We've gotten a couple of inquiries as to whether satellite images of the affected area could help residents or long-distance beach home owners check on how their own property fared. While the typical satellite imagery available through weather forecasting channels is not suitable for that kind of inquiry, there is a an alternative source of detailed imagery that I wanted to make everyone aware of here. The National Geodetic Survey has, for several years now, established rapid-response digital aerial photographic surveys of areas struck by serious tropical cyclones (as far back as our own Isabel in 2003), and they make these highly detailed photos available through an "Emergency Response Imagery" web page. The page is located at

For each storm there is a nested series of maps containing image location boxes.
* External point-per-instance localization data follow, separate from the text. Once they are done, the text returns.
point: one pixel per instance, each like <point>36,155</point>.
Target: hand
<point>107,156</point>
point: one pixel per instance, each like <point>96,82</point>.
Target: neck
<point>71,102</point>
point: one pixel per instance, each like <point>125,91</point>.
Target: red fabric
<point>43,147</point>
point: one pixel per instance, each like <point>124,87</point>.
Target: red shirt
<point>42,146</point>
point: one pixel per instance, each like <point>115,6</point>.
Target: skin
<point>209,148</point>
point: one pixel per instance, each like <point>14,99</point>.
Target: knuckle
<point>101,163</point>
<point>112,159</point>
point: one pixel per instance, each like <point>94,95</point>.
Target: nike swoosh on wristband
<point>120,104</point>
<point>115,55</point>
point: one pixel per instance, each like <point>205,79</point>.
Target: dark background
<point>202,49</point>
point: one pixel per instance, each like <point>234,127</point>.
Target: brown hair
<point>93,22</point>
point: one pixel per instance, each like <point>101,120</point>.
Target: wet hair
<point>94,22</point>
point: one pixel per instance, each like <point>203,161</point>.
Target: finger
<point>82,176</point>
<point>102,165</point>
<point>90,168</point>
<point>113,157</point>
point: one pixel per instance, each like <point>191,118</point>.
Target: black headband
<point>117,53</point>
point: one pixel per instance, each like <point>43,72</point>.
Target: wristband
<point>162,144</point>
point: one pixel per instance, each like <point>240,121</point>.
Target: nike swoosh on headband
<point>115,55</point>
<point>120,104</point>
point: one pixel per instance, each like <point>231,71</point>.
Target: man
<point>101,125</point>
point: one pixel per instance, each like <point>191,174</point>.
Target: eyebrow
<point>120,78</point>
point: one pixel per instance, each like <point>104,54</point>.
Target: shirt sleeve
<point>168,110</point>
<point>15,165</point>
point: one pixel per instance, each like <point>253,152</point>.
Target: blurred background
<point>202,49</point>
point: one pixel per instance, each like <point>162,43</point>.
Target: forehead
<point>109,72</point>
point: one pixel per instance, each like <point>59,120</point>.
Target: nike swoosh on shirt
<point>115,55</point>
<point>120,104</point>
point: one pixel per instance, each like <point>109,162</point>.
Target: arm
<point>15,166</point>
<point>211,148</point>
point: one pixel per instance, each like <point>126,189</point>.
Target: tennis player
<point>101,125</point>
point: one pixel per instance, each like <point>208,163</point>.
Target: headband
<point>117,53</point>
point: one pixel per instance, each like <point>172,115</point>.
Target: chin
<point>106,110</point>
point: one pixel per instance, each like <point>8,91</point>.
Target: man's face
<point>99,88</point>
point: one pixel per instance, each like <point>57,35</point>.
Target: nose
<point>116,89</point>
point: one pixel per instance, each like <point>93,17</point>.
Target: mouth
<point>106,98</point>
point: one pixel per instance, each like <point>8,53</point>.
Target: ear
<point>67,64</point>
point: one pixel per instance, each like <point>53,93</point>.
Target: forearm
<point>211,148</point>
Upon choosing a particular image, an enlarged thumbnail of that area is shown, and that image can then be expanded to full size, which in many cases presents a very detailed top-down view. To illustrate for Ike, I've attached a copy of the overview image for an area encompassing some of the beaches on the east side of Galveston, along with two cropped portions of the full-size image that illustrate both the detail available and, unfortunately in this case, the level of damage in that area (around Crystal Beach), which is very evident in terms of debris and in the way of beach homes that simply aren't there anymore.